Beware of investment based on a transient

We see then, that these three things: 1-proactively designing and constructing for supply and demand geographies, 2-distal energy transmission, and 3-advances in energy storage – will all have vast impacts on the current renewable intermittency issues. That means in turn that it will become easier to use renewable power that does exist. That means the demand for it will rise.  Does that mean the price will also rise? Who knows, we shall see. It depends on the cost of making the supply, and the level of demand - so very hard to say.  

Suffice to say that assumptions of a steady decrease in the price of power should be treated with great caution. If we go from a situation where power supplies 20-25% of a nation’s primary energy (as is typical of many OECD economies now) to one where it supplies 75-80%, then price assumptions as we know them will be thrown out the window.   Especially where there is a commodity crunch on the raw materials to make the exergy harvesting machines we need.

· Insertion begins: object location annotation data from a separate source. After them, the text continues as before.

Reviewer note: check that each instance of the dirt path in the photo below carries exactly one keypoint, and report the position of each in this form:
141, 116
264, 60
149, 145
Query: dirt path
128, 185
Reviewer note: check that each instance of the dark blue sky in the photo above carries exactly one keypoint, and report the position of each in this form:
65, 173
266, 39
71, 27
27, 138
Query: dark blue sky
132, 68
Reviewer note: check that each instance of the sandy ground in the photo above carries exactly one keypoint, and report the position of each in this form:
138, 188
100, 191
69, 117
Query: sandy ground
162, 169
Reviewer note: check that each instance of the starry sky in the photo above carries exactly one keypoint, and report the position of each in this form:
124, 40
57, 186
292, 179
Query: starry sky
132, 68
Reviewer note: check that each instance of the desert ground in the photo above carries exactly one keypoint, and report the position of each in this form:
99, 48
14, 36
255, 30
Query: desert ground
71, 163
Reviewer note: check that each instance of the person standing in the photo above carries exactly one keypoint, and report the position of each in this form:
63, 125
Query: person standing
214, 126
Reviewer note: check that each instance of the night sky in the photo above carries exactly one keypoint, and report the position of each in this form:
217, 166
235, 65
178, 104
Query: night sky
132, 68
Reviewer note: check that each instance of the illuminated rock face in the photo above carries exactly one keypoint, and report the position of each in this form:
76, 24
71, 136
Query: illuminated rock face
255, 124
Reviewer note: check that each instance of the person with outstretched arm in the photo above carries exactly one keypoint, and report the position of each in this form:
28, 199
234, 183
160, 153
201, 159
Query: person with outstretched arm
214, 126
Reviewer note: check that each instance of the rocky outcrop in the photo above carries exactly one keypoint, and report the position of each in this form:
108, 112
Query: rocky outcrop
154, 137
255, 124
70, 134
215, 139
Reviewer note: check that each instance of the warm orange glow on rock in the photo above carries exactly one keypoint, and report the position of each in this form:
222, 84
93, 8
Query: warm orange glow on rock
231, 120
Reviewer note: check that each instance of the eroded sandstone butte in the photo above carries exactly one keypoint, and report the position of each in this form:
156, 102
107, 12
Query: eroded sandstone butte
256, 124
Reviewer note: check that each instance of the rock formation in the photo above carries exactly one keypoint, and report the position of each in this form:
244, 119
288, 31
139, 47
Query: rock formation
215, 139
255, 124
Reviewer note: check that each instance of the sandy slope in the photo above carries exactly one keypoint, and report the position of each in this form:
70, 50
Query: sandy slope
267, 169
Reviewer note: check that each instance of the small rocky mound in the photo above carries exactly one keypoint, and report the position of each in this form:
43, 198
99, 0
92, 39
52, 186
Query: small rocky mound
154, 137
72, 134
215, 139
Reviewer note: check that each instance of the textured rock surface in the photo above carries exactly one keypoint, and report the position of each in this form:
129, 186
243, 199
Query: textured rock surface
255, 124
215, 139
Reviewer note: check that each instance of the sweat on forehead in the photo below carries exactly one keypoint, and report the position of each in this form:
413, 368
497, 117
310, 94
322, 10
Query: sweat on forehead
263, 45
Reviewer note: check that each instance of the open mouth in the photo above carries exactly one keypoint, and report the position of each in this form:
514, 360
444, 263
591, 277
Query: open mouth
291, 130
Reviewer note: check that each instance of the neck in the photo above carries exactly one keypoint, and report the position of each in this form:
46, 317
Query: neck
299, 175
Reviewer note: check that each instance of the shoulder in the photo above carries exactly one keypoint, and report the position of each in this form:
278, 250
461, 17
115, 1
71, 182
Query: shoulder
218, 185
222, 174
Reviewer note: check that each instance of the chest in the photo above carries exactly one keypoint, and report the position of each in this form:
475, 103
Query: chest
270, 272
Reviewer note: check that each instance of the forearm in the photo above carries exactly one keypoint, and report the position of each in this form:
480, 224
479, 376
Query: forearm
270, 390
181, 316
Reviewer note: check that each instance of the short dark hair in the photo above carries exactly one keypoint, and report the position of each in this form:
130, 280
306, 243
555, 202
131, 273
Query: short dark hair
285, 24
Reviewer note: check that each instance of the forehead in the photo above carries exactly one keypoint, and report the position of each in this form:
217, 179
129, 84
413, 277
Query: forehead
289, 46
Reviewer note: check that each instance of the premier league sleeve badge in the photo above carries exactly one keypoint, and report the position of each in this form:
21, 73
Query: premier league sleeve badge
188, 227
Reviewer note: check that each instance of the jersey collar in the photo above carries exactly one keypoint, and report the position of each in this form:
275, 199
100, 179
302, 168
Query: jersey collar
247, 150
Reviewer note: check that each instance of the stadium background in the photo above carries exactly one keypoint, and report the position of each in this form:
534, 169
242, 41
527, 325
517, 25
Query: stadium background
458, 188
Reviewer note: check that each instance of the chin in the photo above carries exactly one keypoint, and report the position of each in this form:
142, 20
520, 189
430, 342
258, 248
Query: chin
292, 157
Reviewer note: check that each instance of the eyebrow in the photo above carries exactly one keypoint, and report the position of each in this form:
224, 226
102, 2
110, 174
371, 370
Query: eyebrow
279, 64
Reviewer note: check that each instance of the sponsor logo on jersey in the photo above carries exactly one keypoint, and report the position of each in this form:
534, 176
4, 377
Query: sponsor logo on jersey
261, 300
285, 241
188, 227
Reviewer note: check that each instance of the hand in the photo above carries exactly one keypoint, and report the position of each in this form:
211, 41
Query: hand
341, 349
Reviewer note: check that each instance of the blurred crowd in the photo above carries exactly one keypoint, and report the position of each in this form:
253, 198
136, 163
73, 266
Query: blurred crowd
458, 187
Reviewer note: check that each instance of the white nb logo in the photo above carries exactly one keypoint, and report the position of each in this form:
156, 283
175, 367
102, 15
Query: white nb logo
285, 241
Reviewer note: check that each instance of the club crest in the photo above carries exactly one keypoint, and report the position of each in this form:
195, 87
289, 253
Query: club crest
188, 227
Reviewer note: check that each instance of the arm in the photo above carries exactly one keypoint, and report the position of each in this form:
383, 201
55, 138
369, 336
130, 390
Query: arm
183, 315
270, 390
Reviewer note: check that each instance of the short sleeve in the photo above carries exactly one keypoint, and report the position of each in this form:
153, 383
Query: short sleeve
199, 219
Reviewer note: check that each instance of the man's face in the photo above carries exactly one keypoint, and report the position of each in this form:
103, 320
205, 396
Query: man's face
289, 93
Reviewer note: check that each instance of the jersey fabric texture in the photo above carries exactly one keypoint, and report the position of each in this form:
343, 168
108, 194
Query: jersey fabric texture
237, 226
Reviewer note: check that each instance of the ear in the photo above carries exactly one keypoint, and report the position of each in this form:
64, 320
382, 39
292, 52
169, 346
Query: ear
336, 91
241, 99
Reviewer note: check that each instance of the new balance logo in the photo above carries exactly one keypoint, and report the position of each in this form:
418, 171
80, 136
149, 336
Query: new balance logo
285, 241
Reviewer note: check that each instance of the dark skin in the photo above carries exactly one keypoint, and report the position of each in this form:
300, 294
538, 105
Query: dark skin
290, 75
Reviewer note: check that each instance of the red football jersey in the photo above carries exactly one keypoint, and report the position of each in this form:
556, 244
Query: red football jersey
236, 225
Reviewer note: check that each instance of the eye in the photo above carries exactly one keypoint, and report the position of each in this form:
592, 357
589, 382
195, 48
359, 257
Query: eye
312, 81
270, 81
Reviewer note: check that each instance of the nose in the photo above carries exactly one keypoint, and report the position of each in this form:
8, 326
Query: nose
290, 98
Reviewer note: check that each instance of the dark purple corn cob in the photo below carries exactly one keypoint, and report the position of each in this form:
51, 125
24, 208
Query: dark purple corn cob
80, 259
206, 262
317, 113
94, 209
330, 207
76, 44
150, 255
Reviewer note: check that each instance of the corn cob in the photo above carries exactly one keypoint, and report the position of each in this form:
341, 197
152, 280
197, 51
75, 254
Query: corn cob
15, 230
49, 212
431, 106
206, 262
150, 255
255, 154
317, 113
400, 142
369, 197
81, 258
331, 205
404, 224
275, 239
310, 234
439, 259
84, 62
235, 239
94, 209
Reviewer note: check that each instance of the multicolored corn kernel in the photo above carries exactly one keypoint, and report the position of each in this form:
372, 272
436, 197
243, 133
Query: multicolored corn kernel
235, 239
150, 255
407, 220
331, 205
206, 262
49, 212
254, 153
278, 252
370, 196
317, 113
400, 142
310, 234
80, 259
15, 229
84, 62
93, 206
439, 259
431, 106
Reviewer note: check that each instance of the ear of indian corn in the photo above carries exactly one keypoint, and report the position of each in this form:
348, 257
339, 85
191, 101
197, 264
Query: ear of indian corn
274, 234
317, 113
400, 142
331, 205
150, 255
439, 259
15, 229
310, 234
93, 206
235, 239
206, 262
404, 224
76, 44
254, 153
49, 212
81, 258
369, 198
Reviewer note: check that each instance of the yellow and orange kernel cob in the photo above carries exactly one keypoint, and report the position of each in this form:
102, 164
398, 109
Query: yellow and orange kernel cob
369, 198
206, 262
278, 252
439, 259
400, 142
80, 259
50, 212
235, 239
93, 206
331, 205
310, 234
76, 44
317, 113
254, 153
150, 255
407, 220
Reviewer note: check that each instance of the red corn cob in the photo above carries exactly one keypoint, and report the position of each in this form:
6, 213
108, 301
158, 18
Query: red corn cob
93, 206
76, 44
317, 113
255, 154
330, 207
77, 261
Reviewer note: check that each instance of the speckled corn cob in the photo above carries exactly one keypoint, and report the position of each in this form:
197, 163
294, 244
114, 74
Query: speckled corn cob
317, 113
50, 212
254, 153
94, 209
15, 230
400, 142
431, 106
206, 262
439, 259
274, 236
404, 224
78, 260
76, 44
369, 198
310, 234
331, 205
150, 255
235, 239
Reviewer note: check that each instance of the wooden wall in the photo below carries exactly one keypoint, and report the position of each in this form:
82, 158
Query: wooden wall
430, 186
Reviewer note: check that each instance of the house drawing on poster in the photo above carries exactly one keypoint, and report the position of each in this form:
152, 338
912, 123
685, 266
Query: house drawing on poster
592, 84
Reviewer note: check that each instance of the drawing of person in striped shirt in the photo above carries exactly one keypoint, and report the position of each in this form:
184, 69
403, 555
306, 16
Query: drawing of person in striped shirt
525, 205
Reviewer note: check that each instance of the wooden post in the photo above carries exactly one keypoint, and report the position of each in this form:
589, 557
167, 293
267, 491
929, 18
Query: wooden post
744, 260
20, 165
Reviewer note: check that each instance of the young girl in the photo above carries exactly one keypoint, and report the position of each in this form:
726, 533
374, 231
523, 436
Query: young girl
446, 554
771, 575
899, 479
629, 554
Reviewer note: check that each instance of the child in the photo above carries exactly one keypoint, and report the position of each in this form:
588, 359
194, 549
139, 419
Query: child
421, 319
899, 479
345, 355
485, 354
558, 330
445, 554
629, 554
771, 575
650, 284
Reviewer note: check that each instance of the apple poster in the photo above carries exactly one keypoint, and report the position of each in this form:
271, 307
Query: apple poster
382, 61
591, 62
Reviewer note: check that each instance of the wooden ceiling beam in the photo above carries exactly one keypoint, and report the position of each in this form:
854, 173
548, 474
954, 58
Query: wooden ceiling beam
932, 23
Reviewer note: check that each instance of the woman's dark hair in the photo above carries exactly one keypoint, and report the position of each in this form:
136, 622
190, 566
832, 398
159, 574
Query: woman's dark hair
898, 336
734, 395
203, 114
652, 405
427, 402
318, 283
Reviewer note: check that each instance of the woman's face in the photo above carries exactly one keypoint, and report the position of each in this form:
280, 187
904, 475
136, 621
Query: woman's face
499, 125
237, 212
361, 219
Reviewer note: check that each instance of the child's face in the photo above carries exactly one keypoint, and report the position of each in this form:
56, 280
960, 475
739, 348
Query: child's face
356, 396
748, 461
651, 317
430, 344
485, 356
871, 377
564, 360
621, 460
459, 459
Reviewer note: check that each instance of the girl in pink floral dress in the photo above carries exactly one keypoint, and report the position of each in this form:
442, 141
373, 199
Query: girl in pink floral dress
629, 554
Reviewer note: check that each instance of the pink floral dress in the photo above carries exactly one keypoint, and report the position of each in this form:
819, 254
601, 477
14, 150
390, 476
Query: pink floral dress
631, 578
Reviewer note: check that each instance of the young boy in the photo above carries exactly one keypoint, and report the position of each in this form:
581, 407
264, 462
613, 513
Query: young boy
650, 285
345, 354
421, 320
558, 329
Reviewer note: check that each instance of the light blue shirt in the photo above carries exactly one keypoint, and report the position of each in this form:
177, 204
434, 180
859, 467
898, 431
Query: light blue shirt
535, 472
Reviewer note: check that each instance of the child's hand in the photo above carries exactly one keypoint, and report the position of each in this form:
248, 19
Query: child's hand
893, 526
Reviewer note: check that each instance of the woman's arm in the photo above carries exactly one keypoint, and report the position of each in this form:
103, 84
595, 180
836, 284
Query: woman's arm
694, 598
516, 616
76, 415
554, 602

In other words, renewable power intermittency may well be a transient phenomenon. Investing on the basis that it will stay the way it is now, is making an assumption that is very shaky.  

The implications for efficiency

What this means, very simply, is that where there are surpluses in renewably sourced exergy now, they may not be long lived. Power demand will go up, and the frequency of surplus situations will go down. That means, there will be an increasing imperative with time, to make the best use of what renewable exergy there is. That in turn means there will be an increasing drive to use it most efficiently. Especially in the context of energy storage. As these issues become increasingly acute, governments will most likely want to become more involved in managing the best use of renewable exergy. Much more so than they are now.  

For now it may be enough that a supplier and customer are happy, but be warned, as the demand for renewable exergy increases, regulators are going to be ever more invested in ensuring the optimal use of its supply to as many customers as possible. 

Plan and invest accordingly – neglect efficiency at your peril. 

For now the efficiency police might seem like an annoying social media presence raining on the parades of renewable energy surpluses. Take note however, that as things evolve, the efficiency police may morph into something far more official with far more legal and regulatory clout than is currently the case. 

There may be a window of opportunity over the next decade or so, maybe a bit longer, when it frequently doesn’t matter so much (at least from a medium term investment perspective). My money, however, is that after that time, it will matter, far more. The forthcoming crunches on renewable exergy demand haven’t even begun. Such crunches will become the domain of an efficiency police force far more vigorous than anything that exists now.